O bairro do Recife Antigo não se encontra em melhor situação. Sítio histórico e patrimônio cultural da Cidade, ele assinala o convívio conflitivo entre o novo e o velho, o moderno e o antigo, uso e desuso. A política exercida pela Prefeitura em tentar deslanchar de vez esta ilha histórica como pólo turístico e estender seu uso para além dos quatros dias carnavalescos revelam-se em cada rua, esquina e, sobretudo, prédios e sobrados que, utilizados para diversos fins, revelam tratamento diferenciado e um complexo jogo de interesses.
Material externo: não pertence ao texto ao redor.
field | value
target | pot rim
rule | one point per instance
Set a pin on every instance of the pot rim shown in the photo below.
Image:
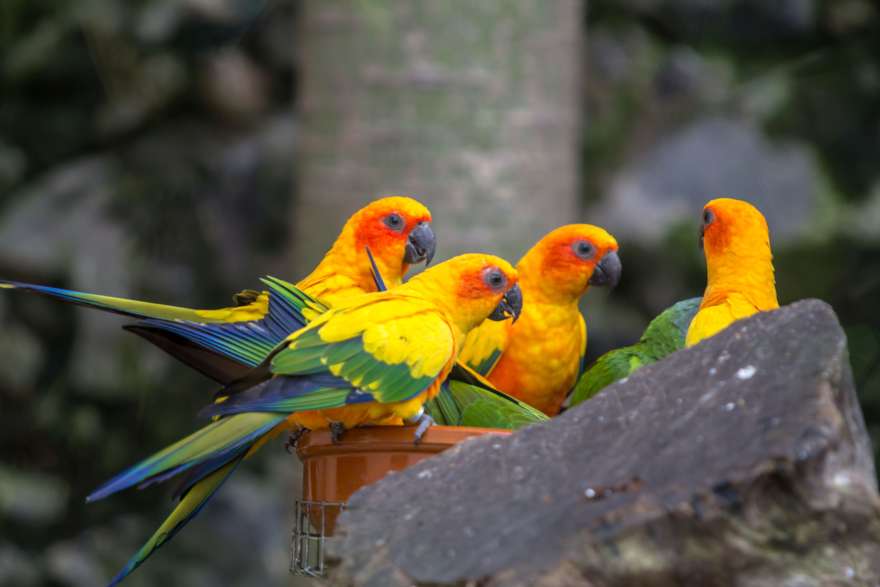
(387, 439)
São muitas as ruas que se configuram como canteiros de obras faraônicas e as restaurações são intermináveis. Informações sobre os recursos públicos empreendidos e as placas informativas estão em letras quase ilegíveis, grafadas em enferrujada sinalizações presas nas calçadas, também em estado deplorável. A total ausência de banheiros químicos reforça o aspecto de terreno baldio. Pessoas com necessidades especiais e de idade avançada, sobretudo se não tiver automóvel, não transitam pelas ruas do Recife Antigo.
A Prefeitura da Cidade do Recife deveria implementar um sistema de transporte fluvial, suscitar novos olhares, curiosidades.  Faz-se necessário que esses espaços fujam do simples restauro, que sejam reinventados e utilizados em toda a sua totalidade em prol da população do Recife e da sua educação, ambos privados quando da construção de obra-pra-turista-ver. Que sejam dinâmicos e se transformem em museus vivos de novos laços, atendendo as demandas sócio-culturais, ao invés da institucionalizada política de pão e circo, e, principalmente, que não se configure o reflexo do museu morto que é o Recife Antigo, lúgubre e estanque.
BIBLIOGRAFIA

FREYRE, Gilberto. O Recife, sim!: recife, não!. São Paulo: Arquimedes, 1967. 100p.
MELLO, José Antônio Gonsalves. Tempo dos Flamengos: influência da ocupação holandesa na vida e na cultura do norte do Brasil.  4. ed. Rio de Janeiro: Topbooks, 2010. 308 p. il.
NEVES, Eduardo Góes. Os índios antes de Cabral: arqueologia e história no Brasil. p. 173. In: LUIS, Aracy Lopes da Silva; GRUPIONI, Donizete Benzi (Org.). A temática indígena na escola: novos subsídios para professores do 1º e 2º graus. Brasília: MEC: MARI: UNESCO, 1995. 575p.
REZENDE, Antonio Paulo. O Recife: histórias de uma cidade. 2. ed. Recife: Fundação de Cultura Cidade do Recife, 2005. 207 p. il. (Coleção Malungo; v.6)
SILVA, Kalina Vanderlei. Nas solidões vastas e assustadoras: a conquista do sertão de Pernambuco pelas vilas açucareiras nos séculos XVII e XVIII. Recife: Cepe, 2010. 269 p. il.